With word that Trump has revoked the press credentials of the Washington Post for appearing in an official capacity at any of his events, and criticism of that from the usual quarters, I couldn’t help but recall what I learned perhaps only about five to six years ago, about “America’s greatest President,” Abraham Lincoln, arresting critical newspaper editors.
In fact, here’s Lincoln’s official Executive Order on the matter (emphasis mine):
“Whereas there has been wickedly and traitorously printed and published this morning in the New York World and New York Journal of Commerce, newspapers printed and published in the city of New York, a false and spurious proclamation purporting to be signed by the President and to be countersigned by the Secretary of State, which publication is of a treasonable nature, designed to give aid and comfort to the enemies of the United States and to the rebels now at war against the Government and their aiders and abettors, you are therefore hereby commanded forthwith to arrest and imprison in any fort or military prison in your command the editors, proprietors, and publishers of the aforesaid newspapers, and all such persons as, after public notice has been given of the falsehood of said publication, print and publish the same with intent to give aid and comfort to the enemy; and you will hold the persons so arrested in close custody until they can be brought to trial before a military commission for their offense.
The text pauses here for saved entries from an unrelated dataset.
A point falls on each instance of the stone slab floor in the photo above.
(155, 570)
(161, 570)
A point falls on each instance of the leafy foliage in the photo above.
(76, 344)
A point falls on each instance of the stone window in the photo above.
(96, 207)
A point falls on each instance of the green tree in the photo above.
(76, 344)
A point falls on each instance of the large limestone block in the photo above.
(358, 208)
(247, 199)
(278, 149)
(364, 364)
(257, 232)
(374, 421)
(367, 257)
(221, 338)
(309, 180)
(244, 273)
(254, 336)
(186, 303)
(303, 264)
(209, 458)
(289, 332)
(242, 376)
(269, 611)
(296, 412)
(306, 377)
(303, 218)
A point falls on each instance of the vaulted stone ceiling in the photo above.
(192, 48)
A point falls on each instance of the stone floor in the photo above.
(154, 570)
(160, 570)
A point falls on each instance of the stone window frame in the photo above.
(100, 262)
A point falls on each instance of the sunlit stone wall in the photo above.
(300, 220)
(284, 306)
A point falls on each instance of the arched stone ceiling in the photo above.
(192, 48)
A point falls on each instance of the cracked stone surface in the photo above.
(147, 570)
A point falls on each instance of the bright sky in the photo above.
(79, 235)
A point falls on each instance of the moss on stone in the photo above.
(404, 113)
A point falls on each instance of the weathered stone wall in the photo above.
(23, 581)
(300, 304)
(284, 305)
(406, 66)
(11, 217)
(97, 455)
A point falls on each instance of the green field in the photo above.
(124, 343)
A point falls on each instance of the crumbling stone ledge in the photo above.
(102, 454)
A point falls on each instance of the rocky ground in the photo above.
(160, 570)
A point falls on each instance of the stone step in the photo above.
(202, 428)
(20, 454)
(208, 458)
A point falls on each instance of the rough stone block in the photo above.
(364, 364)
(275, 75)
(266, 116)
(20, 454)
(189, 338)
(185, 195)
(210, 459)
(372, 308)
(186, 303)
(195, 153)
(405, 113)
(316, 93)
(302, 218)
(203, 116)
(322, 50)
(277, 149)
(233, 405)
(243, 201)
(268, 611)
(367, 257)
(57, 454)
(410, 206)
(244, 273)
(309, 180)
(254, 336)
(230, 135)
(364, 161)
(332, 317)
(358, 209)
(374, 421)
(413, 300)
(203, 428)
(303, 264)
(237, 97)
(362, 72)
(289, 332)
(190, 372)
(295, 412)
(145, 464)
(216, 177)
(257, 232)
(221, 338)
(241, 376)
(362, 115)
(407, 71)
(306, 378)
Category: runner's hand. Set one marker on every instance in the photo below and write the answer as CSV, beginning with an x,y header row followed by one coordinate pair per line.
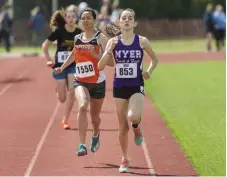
x,y
57,70
146,75
50,64
113,45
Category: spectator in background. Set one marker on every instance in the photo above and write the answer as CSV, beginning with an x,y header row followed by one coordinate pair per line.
x,y
81,7
115,11
6,27
219,19
36,24
103,18
209,26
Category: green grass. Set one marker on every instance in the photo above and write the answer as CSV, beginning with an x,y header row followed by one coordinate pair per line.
x,y
191,99
178,46
160,46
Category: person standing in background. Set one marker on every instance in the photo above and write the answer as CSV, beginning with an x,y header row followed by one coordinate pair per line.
x,y
36,24
209,26
6,27
219,19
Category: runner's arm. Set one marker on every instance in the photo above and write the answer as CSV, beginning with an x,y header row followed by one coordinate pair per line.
x,y
145,44
68,61
103,41
45,48
108,55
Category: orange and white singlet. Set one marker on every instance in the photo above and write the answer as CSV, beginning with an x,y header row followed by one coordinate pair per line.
x,y
86,64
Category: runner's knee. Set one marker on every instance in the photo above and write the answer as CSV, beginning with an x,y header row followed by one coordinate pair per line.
x,y
133,115
83,106
61,98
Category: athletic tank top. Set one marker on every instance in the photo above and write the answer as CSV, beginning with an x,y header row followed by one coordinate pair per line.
x,y
86,64
129,66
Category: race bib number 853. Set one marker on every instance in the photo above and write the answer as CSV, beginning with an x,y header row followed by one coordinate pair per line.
x,y
62,56
126,70
85,69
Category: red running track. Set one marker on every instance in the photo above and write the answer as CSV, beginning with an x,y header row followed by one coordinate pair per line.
x,y
33,143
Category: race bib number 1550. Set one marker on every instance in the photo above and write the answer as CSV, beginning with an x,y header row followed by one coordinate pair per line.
x,y
85,69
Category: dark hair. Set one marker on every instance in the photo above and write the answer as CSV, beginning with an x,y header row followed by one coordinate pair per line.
x,y
92,11
112,30
57,20
130,10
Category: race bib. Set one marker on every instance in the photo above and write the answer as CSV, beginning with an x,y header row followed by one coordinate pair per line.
x,y
85,69
126,70
62,56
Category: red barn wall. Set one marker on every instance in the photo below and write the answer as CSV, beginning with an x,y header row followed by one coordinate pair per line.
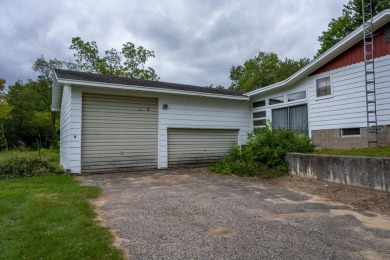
x,y
355,54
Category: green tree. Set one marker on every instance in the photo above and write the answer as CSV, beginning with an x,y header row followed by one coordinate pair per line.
x,y
42,86
263,70
130,62
5,111
350,19
29,116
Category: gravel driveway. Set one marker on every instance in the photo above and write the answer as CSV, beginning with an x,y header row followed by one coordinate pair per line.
x,y
189,214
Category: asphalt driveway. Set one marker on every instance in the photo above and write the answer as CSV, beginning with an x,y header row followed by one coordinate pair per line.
x,y
189,214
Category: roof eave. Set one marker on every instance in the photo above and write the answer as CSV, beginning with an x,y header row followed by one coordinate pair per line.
x,y
149,89
354,37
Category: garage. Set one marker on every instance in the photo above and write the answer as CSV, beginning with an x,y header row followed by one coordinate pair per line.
x,y
198,146
118,133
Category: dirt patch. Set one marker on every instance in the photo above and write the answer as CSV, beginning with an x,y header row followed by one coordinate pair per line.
x,y
371,200
222,231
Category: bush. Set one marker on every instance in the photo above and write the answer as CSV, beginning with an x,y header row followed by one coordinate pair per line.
x,y
26,167
264,154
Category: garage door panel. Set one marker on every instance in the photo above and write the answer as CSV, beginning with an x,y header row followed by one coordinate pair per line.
x,y
197,146
118,133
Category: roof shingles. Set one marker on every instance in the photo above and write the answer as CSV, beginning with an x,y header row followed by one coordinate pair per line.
x,y
92,77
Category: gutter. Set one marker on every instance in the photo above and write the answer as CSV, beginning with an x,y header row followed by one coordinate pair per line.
x,y
149,89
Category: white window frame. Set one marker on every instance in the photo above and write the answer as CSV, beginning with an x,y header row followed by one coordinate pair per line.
x,y
342,135
260,118
277,104
299,100
331,87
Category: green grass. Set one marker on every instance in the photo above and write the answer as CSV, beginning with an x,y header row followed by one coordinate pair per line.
x,y
370,152
52,156
49,217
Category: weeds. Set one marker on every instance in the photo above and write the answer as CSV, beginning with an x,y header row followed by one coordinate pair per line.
x,y
264,154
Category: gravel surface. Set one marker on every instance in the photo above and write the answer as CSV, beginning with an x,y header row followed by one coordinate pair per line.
x,y
189,214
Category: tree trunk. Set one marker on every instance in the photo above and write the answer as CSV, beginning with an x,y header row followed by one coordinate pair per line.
x,y
3,135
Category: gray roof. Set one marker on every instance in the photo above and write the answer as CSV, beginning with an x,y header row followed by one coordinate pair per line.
x,y
86,76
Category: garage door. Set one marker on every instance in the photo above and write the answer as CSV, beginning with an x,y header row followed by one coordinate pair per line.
x,y
198,146
118,133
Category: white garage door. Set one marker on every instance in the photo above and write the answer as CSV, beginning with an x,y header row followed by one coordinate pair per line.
x,y
198,146
118,133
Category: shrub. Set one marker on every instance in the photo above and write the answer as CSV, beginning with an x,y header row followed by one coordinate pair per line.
x,y
264,154
26,167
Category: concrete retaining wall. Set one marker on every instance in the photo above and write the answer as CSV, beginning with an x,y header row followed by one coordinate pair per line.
x,y
369,172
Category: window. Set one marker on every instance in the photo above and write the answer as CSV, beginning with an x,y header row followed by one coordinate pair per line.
x,y
323,87
350,131
258,104
276,100
296,96
294,118
259,118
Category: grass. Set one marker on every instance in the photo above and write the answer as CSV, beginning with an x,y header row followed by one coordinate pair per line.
x,y
49,217
52,156
370,152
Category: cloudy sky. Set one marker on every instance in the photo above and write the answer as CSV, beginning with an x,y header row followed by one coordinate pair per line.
x,y
195,41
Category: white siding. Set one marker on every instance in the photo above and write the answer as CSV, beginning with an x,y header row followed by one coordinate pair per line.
x,y
182,112
301,86
206,113
346,108
70,129
65,125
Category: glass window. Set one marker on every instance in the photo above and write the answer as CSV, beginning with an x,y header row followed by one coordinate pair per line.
x,y
259,118
296,96
259,122
258,104
350,131
293,118
323,87
259,114
276,100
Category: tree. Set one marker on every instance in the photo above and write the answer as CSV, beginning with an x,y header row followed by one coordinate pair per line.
x,y
130,62
350,19
43,85
29,116
5,111
263,70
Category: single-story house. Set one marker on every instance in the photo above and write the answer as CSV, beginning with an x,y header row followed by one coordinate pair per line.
x,y
111,123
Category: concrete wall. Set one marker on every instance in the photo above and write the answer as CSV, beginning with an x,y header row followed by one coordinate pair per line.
x,y
369,172
332,138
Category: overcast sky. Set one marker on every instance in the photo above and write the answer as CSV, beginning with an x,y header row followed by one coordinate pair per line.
x,y
195,41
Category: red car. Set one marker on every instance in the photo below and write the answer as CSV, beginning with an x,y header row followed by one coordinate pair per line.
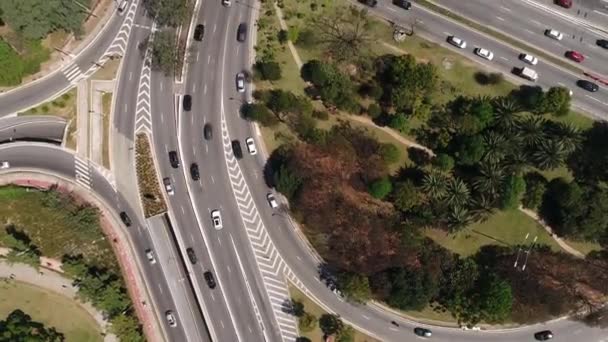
x,y
575,56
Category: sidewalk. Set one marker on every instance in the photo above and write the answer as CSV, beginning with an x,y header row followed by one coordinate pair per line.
x,y
55,282
123,249
96,135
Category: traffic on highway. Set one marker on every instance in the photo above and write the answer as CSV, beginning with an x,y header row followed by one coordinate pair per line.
x,y
220,263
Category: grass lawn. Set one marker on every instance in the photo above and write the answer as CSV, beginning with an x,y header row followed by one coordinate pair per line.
x,y
505,228
52,230
106,104
51,309
316,335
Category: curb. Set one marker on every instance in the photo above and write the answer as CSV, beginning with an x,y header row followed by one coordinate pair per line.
x,y
117,236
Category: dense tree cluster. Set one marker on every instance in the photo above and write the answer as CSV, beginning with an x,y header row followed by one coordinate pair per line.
x,y
19,327
35,19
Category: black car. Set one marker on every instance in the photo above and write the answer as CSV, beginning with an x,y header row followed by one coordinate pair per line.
x,y
199,32
543,335
187,103
241,32
403,4
209,279
194,172
588,85
422,332
173,160
370,3
208,131
236,149
125,219
191,255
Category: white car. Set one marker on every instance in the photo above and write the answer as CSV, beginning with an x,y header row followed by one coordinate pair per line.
x,y
251,146
171,319
457,42
240,82
216,218
555,34
528,59
485,54
272,201
150,256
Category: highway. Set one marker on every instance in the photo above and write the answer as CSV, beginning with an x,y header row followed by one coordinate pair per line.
x,y
437,28
110,41
35,127
527,21
164,279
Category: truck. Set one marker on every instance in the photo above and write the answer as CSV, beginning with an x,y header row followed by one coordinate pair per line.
x,y
528,74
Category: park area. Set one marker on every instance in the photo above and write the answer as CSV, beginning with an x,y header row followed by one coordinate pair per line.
x,y
50,309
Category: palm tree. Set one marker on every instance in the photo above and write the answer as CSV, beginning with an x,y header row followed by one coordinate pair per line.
x,y
434,184
569,135
506,113
489,181
483,208
459,217
550,154
496,147
457,193
531,130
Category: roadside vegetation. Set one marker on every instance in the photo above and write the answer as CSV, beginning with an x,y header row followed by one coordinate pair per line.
x,y
25,34
490,148
151,196
54,224
315,323
48,308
You will also take possession by military force of the printing establishments of the New York World and Journal of Commerce, and hold the same until further orders, and prohibit any further publication therefrom.“
And before that, America’s second president, John Adams, signed the blatantly unconstitutional “Alien and Sedition Acts,” which made it a punishable crime to be critical of the federal government.
Unlike Adams and Lincoln, Trump is still a private citizen. When he’s President, then starts banning various press agencies, then let’s put things in historical perspective and judge what a violator of the First Amendment he truly is, and decide on the appropriate remedy.